Des progrès depuis 16 ans?

Depuis près de deux ans, Isaac Renquinha a une nouvelle compagne qu'il voit lors de visites familiales privées et de sorties avec escorte.

En général, son incarcération s'est déroulée sans heurts et depuis 2012, il est détenu à l'établissement Archambault avec une cote de sécurité minimum.

Il travaille, participe à des activités organisées par la communauté autochtone et poursuit ses études, derrière les barreaux. Il espère compléter un programme professionnel en soudure.

Selon le psychologue Jean-Philippe Vaillancourt, qui a évalué Isaac Renquinha, le détenu participe activement à ses thérapies et contrôle mieux ses émotions. M. Vaillancourt a aussi reconnu certains traits narcissiques chez le quadragénaire et estime que le risque de récidive en matière d'agression sexuelle est « faible » alors que le risque de récidive pour la violence conjugale est « faible modéré ».

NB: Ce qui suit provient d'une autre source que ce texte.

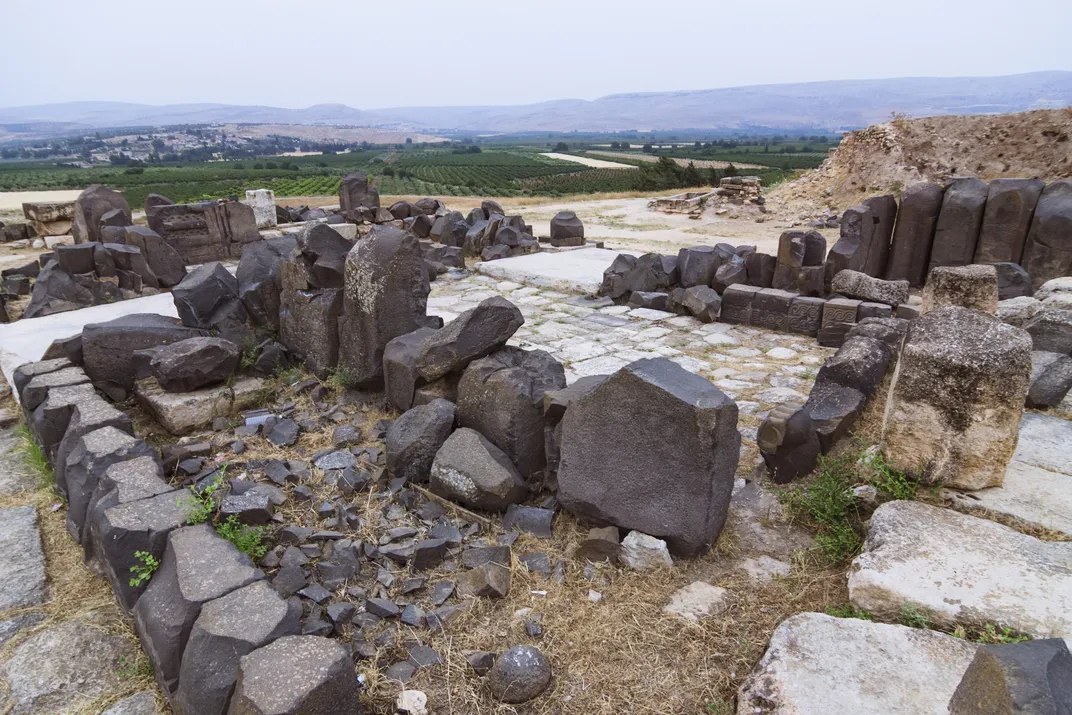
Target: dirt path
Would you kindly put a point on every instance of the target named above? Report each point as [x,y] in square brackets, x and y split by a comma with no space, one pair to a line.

Selon un rapport de la Commission des libérations conditionnelles du Canada (CLCC) daté de 2016, Isaac Renquinha reconnaît apprécier une certaine forme de violence dans les relations sexuelles, mais avec le consentement de sa partenaire.

Des témoins pendant plus d'une semaine

Mercredi, Isaac Renquinha va témoigner pour tenter de convaincre le jury que ses 16 années de détention l'ont changé. Des proches, de même que son agent de libération conditionnelle, pourront aussi s'exprimer.

Mardi, le jury a pris connaissance de plusieurs rapports psychologiques et criminologiques, notamment.

Une représentante la CLCC, Marie-Claude Roy, a aussi détaillé le processus de libération. Si le jury accepte qu'Isaac Renquinha soit admissible à une libération conditionnelle avant 25 ans de détention, il devra obtenir le feu vert de la Commission avant d'en bénéficier.

Plusieurs membres de la famille de Pierrette Charette, très ébranlés, suivent les procédures au palais de justice de Saint-Jérôme. Ils auront aussi l'occasion de transmettre leur point de vue aux membres du jury.

Le processus judiciaire pour réduire le délai préalable à la libération conditionnelle a été aboli en 2011. Seuls les détenus ayant été condamnés pour un meurtre prémédité commis avant le changement de loi peuvent encore en bénéficier.